SCSI generic (sg) character special file names are of the form /dev/sg0, /dev/sg1 etc, and some of these will correspond to any SCSI disks in the system (see sg_map in the sg_utils package for the mapping). To use sg devices to access disk partitions block offsets and lengths need to be found (typically with a command like 'fdisk -ul /dev/sda') and fed to the skip, seek and count arguments of sg_dd or sgp_dd utilities.
Raw devices are character special file names of the form /dev/raw/raw1, /dev/raw/raw2, etc. They can be bound to existing block special files such as disks or their partitions. Raw devices can be bound with raw(8) (see man raw) and utilities that use them need to meet various alignment requirements. Recent versions of dd can be used on raw devices. The lmdd utility from the lmbench package is also suitable. The sg_dd and sgp_dd utilities have been recently modified to meet the alignment requirements of raw devices. Raw device support is standard in the lk 2.4 series and is available as a patch in latter versions of the lk 2.2 series. [Some major distributions include the raw device patch in their lk 2.2 series products.]

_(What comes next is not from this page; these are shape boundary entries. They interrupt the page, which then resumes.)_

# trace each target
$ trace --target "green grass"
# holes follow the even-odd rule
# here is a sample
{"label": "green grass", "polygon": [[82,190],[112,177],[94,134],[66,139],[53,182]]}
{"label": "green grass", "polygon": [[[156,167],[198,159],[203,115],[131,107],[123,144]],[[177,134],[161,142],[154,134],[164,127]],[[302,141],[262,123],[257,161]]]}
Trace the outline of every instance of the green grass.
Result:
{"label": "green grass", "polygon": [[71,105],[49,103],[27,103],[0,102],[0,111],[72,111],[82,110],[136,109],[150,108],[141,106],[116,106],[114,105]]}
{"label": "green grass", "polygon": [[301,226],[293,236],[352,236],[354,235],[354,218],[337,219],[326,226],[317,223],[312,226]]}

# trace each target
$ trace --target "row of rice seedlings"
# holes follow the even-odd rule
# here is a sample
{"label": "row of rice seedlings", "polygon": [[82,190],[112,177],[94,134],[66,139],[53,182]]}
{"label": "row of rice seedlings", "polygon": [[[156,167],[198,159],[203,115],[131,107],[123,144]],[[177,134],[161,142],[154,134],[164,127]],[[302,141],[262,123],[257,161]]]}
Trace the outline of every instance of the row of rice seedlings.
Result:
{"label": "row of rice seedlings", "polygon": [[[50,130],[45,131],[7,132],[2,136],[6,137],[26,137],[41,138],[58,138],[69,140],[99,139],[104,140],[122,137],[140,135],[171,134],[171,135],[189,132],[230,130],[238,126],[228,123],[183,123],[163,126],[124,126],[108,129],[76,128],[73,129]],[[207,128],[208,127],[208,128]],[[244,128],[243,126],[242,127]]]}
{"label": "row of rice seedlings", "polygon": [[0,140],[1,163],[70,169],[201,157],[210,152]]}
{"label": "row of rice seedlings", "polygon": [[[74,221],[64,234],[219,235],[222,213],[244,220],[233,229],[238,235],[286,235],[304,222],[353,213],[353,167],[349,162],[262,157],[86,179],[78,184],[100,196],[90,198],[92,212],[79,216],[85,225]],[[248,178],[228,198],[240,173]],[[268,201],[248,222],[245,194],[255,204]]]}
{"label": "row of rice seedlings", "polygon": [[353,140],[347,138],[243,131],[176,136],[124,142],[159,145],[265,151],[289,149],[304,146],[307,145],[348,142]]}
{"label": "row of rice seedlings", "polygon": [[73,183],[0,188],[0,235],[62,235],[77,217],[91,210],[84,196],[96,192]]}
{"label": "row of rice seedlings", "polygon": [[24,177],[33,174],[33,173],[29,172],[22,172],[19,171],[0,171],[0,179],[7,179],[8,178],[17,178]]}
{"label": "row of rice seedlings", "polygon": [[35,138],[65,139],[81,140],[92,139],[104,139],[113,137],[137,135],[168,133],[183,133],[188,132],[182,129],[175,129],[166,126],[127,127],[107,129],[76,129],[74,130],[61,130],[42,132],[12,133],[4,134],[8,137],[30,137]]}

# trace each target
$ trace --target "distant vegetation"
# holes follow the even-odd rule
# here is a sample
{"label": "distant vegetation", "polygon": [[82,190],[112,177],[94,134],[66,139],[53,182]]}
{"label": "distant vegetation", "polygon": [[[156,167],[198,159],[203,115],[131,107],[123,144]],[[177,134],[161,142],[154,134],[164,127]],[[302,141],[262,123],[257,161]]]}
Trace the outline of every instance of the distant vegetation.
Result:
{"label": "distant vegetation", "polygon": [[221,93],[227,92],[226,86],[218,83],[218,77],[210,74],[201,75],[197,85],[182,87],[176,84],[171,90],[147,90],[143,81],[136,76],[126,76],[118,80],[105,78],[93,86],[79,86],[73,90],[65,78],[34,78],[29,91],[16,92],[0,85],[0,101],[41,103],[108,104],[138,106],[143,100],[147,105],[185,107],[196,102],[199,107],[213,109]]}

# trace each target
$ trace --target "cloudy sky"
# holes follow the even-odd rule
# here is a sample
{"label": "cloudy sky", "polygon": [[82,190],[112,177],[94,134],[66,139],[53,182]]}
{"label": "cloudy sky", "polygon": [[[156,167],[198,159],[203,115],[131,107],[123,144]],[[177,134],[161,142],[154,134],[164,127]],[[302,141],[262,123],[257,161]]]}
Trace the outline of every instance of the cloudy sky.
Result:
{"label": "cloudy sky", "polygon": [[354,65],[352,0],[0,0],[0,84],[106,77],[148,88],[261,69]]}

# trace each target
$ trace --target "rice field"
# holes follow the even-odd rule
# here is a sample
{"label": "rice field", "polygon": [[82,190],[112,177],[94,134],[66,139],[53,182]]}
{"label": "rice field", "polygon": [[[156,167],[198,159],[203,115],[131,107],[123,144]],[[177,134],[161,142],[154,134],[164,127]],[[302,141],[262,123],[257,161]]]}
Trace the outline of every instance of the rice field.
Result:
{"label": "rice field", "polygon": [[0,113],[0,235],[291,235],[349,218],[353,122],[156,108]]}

The lmdd command is part of the lmbench package. It can take both block special devices and raw devices as its input and output (but not sg devices). On completion, rather than output the number of blocks (fully and partially) transferred, lmdd outputs throughput and timing information. Its 'skip' argument cannot cope with a block number that resolves to a byte offset greater than 2 GB and it does not support a seek argument. So it is not well suited to copying data (e.g. partitions) contained on large disks. lmdd is primarily useful to timing IO.
The sg_dd command is single threaded like dd. While it does not offer any of the conversion facilities of dd, it does offer the other features listed above with the addition of recognizing sg devices given as arguments. The sgp_dd command uses POSIX threads to run up to 16 worker tasks (default 4) in parallel. Each worker task is a loop that starts by reading from the next available block offset and when that is complete, writing that data out. Locks are used to maintain read and write sequencing. These locks have little performance impact when sg devices are used but slow down raw and block special device access (since the locks are held over the entire read() and write() operation). Both sg_dd and sgp_dd can be found in the sg_utils package.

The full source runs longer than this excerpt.